Temporal kd-tree - notes

This section contains design notes for the temporal kd-tree. The (x) mark denotes the selected design choices.

How should temporal coordinates be represented?

Real numbers (x)

The temporal coordinate is a real number.

Strictly weak ordered set

The temporal coordinate is an element of a set which is strictly weak ordered. The problem is that this forces to use binary searching in the initial step of fractional cascading, which is not always optimal.

How should temporal coordinates be specified?

We will provide constructors for both of the following cases.

Implicitly-specified integers (x)

Each spatial point is implicitly associated with a temporal coordinate equal to the point’s position in the sequence. The first point gets the temporal coordinate zero. The data-structure records the special form of the temporal coordinates. Using this information the initial step of fractional cascading can be performed by array indexing in constant time.

Explicitly-specified temporal coordinates (x)

Each spatial point is explicitly provided a temporal coordinate by the user. The initial step of fractional cascading is performed by binary search in logarithmic time.

How should space-time points be transmitted?

Separate inputs (x)

In this approach the space-time coordinates are provided as two separate sequences, where the first sequence provides the spatial coordinates, and the second sequence provides the temporal coordinates. When temporal coordinates are not given, they are assumed to increase sequentially, one-by-one, from 0 upwards in integers.

Additional coordinate

In this approach the input-set is a subset of $RR^(d + 1)$ , where $d$ is the spatial dimension, and the last coordinate is the temporal coordinate. The problem with this approach is that often the temporal coordinate is implicit as the position of a spatial point in a sequence. This then requires a separate fusing step to provide the space-time points, which is inconvenient.
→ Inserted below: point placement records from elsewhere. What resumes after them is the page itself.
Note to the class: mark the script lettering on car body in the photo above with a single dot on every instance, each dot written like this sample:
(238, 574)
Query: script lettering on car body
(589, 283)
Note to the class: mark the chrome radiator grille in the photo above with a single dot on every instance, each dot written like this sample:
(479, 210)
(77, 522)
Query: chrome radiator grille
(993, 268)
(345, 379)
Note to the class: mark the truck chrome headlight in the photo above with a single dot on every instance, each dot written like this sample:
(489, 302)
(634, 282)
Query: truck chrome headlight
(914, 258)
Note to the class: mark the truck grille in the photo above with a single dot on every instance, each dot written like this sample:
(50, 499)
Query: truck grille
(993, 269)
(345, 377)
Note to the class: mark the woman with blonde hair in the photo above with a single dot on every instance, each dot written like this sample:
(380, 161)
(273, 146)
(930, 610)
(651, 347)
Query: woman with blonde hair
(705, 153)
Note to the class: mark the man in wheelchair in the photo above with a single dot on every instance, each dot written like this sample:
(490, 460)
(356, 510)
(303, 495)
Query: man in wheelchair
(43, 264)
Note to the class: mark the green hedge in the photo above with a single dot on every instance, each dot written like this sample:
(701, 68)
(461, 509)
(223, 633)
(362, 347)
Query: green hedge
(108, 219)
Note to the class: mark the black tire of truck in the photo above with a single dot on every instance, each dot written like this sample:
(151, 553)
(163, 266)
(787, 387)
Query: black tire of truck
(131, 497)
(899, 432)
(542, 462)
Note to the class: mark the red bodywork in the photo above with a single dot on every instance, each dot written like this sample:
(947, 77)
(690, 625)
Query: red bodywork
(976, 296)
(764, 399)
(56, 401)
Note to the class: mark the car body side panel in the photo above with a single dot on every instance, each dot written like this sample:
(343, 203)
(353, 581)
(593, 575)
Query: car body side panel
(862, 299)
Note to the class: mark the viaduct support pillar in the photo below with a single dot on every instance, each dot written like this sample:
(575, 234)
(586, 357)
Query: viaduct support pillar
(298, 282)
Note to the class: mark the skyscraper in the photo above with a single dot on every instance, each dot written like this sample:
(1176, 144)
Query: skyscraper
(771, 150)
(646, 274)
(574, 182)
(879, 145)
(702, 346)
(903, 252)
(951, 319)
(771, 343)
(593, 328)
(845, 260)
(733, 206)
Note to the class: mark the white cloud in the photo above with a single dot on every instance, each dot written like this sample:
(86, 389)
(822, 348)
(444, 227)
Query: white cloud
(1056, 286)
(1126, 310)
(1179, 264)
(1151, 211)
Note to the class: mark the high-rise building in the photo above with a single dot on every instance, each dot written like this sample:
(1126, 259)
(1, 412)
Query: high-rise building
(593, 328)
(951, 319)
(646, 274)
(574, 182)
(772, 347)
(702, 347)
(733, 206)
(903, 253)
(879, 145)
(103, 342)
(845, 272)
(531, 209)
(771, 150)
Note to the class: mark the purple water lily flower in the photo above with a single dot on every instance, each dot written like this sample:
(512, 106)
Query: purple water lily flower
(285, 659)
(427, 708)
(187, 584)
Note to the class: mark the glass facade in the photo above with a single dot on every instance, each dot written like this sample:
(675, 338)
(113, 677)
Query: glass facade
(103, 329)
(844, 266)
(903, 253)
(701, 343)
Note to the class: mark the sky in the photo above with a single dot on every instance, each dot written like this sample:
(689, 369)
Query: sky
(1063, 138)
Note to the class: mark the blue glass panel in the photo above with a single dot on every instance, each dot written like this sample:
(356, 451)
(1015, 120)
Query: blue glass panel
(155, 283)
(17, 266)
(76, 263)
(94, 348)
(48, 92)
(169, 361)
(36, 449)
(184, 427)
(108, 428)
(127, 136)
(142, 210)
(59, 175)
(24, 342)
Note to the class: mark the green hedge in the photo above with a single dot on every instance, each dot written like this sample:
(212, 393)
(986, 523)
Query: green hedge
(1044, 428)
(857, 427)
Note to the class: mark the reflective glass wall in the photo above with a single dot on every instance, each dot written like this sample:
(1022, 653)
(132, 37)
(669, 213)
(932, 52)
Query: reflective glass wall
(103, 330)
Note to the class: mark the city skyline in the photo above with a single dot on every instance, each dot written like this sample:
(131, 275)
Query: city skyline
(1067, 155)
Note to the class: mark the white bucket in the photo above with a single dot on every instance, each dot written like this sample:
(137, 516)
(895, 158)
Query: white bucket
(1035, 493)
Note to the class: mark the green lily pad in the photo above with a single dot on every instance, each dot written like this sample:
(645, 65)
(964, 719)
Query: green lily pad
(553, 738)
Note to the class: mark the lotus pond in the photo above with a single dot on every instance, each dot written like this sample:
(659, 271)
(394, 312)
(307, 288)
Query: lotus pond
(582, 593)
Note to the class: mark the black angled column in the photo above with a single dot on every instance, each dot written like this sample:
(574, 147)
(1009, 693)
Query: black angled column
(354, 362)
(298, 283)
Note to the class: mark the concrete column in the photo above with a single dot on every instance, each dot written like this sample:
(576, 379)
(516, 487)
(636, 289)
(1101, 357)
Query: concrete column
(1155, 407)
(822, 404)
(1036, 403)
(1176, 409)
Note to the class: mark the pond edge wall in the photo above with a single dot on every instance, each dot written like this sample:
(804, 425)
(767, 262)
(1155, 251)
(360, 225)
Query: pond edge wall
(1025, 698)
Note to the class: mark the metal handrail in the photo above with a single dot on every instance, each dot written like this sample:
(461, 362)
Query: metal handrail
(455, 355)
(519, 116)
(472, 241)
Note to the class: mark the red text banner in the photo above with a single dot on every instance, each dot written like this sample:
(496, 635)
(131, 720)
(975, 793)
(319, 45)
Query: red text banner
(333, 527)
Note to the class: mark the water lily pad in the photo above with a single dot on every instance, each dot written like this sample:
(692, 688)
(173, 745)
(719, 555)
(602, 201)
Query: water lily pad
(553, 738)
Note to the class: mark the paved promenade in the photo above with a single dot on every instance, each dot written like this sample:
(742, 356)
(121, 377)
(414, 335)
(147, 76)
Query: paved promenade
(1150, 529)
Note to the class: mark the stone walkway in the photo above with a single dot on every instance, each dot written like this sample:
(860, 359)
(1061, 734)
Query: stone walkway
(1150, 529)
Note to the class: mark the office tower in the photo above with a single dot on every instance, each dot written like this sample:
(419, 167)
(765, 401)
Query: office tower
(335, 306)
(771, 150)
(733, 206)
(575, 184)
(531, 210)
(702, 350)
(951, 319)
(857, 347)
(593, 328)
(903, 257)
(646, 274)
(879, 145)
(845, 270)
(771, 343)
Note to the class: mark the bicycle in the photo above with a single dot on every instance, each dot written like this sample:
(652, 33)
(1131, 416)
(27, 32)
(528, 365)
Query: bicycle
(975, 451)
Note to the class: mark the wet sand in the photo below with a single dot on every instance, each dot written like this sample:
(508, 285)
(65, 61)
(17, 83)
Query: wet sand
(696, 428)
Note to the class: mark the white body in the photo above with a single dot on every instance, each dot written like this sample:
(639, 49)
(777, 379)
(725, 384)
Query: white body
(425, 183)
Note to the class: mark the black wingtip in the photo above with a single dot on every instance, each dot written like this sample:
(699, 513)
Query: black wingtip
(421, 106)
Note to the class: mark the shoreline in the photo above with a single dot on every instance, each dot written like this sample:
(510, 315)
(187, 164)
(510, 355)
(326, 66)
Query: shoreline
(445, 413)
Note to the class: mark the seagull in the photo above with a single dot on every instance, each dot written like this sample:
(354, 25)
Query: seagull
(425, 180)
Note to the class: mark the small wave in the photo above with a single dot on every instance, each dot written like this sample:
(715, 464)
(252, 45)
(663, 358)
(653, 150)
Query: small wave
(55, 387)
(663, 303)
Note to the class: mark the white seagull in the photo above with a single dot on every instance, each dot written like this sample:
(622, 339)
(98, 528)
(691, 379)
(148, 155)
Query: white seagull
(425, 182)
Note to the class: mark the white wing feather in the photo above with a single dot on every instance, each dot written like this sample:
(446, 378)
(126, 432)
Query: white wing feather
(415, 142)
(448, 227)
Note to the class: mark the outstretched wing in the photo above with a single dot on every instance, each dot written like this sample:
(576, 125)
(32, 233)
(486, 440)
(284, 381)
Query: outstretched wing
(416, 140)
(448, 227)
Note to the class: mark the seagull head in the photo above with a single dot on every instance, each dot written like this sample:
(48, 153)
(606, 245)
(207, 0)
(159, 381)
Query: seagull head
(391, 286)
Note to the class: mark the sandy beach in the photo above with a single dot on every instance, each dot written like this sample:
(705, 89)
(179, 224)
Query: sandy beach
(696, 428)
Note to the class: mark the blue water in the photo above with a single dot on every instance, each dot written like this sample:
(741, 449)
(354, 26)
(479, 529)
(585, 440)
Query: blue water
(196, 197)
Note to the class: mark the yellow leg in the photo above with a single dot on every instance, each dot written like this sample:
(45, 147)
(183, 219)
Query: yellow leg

How should the temporal kd-tree be implemented?

Create a new data-structure (x)

Create a new data-structure to implement the temporal kd-tree.

Generalize and customize range-tree

Generalize range-tree such that it can split along any axis at each node. This generalizes, at least for the node-structure, both a kd-tree and a range-tree. A kd-tree contains more information than is available from comparisons. Mainly, the geometry of a node as an aligned box. This geometry is used to cull away subtrees during a nearest-neigbhbor search. To efficiently maintain the distance to each bounding box of a subtree requires further to store the position of the previous split on the same split axis, so that the distance can be incrementally updated.

Embed the bounding box of all points in the customization.
Make it possible to embed data in each node. Store the additional geometric information there.

Problems:

The splitting axis at each node is redundant for a range tree; it is implicitly the level of the tree which contains that node.
The down-link is redundant for a kd-tree; there is only a single level.
The down-link is also redundant for the last level of the range-tree.
Range searching is not efficient on a kd-tree in any case.